Understanding the basic properties of the square root function is helpful when exploring transformations, as they often start from this well-known base graphin.

Reflection over the y-axis involves flipping a graph across the y-axis. This transformation affects the function by replacing \( x \) with \( -x \) in the function's equation. When applied to a square root function like \( y = \sqrt{x} \), it becomes \( y = \sqrt{-x} \), reflecting the graph across the y-axis.
This reflection changes the domain of the function from all non-negative numbers \(( x \geq 0)\) to all non-positive numbers \(( x \leq 0)\). The graph that was originally increasing toward the right side now decreases to the left, mirroring the right side of the original \( y = \sqrt{x} \) graph.

• The function appears as if a mirror is placed along the y-axis.
• The domain and behavior of the function are affected significantly.
• This is one of the foundational transformations used in algebra.

Reflection is a crucial concept because it shows how a simple alteration in the formula can produce a new variation of the original function.

A horizontal shift involves moving a graph left or right along the x-axis without distorting its shape. This occurs when a constant is added or subtracted from the input \( x \) of a function. For example, if we take the function \( y = \sqrt{-x} \) and rewrite it as \( y = \sqrt{-(x-2)} \), it signifies a horizontal shift.
The term \( (x-2) \) implies that the whole graph moves to the right by 2 units. It is important to remember that negative shifts move functions in the positive x-direction, and vice versa. This shift affects the entire graph, changing its starting point and domain.

• The horizontal shift is opposite to what the sign inside the equation might initially suggest.
• It doesn't change the shape of the graph, only its location along the x-axis.
• Allows for adjusting functions to fit within specific contexts or data constraints.

Understanding horizontal shifts helps in determining the transformed graph's starting and ending points, which aids in accurately plotting the entire function.

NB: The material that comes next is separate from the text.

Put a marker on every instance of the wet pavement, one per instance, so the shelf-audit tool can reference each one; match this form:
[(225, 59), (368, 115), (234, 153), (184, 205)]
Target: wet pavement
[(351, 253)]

Vertical shifts are another fundamental transformation and involve moving a graph up or down along the y-axis. This transformation occurs by adding or subtracting a constant to the function as a whole. In our example, starting with \( y = \sqrt{2-x} \), the change to \( y = \sqrt{2-x} + 3 \) is a vertical shift.
The addition of \(+3\) signals that the graph moves up by 3 units. This shift changes the range of the function, effectively lifting the entire graph vertically without altering its horizontal position or shape.

• Vertical shifts only affect the output values (y-coordinates).
• The shape of the graph remains unchanged.
• Such shifts are particularly useful in contextualizing functions according to problem constraints or desired outputs.

Being able to visualize how a graph shifts vertically helps in understanding how changes to the function affect the overall output and interpretation of the graphed data.